Dixon v. Conway

425 S.E.2d 651 | Ga. | 1993

262 Ga. 709 (1993)
425 S.E.2d 651

DIXON et al.
v.
CONWAY.

S92A1443.

Supreme Court of Georgia.

Decided February 5, 1993.

Clarence L. Martin, for appellants.

Wiseman, Blackburn & Futrell, James B. Blackburn, Jr., Douglas M. Robinson, for appellee.

HUNT, Presiding Justice.

The Dixons sought to redeem real property sold at a tax sale and *710 filed suit for legal and equitable relief to compel Conway to convey by quitclaim deed whatever interest in the Dixons' home he had acquired by the sheriff's tax deed. The trial court granted Conway's motion to dismiss. We reverse.
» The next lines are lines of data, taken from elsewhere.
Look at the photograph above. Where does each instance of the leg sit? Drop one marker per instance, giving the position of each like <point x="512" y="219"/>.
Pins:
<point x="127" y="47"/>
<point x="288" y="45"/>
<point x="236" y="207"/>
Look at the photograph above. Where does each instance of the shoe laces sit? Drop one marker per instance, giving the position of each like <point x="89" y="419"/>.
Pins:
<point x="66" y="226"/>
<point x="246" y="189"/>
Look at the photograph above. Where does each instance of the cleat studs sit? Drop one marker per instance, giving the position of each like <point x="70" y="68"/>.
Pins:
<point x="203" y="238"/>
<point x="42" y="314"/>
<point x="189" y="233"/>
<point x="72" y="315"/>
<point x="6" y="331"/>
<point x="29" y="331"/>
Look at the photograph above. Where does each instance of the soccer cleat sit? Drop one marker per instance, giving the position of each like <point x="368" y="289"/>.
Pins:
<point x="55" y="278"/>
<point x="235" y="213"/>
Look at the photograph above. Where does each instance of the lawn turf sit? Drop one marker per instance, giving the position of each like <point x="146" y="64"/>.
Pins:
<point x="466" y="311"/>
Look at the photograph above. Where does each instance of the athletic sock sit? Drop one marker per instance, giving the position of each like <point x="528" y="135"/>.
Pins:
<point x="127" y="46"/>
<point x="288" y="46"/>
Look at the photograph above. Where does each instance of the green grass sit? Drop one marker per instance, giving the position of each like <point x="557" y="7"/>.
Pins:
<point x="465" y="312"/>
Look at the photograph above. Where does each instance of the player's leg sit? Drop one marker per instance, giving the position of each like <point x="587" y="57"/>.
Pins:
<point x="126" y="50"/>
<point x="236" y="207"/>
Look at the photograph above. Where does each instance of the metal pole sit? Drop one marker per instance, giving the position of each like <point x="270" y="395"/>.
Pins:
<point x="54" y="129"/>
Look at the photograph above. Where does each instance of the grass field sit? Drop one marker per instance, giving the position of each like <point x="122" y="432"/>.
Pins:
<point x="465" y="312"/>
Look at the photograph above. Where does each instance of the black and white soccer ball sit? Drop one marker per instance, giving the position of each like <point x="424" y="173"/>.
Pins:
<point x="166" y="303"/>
The Dixons contend that because Conway failed to follow the notice requirements of OCGA § 48-4-46, Conway's motion to dismiss should not have been granted. OCGA § 48-4-46 requires a purchaser at a tax sale to deliver to the sheriff of the county in which the land is located the notice and a list of persons to be served at least 45 days before the date set in the notice for the expiration of the right to redeem. Within 15 days of delivery to him, the sheriff is required to personally serve notice on the persons included on the list. Thus, persons on the list are entitled to receive notice of the foreclosure of the right to redeem at least 30 days in advance of the final date. Laws of this state governing the right to redeem are to be construed liberally and most favorably to persons allowed by the statute to redeem. Union Central Life Ins. Co. v. Bank of Tignall, 182 Ga. 233, 235 (185 S.E. 108) (1935). James Dixon was served on March 9, 1992; the notice of the bar of redemption listed March 31, 1992 as the final redemption date. As James Dixon was not provided advance notice of 30 days as required by the statute, the bar of redemption must be set aside and the Dixons must be given an opportunity to redeem the property.

Our resolution of this point makes consideration of the remaining enumerations of error unnecessary.

Judgment reversed. Clarke, C. J., Benham, Fletcher, Sears-Collins, JJ., and Judge Ben J. Miller concur; Hunstein, J., not participating.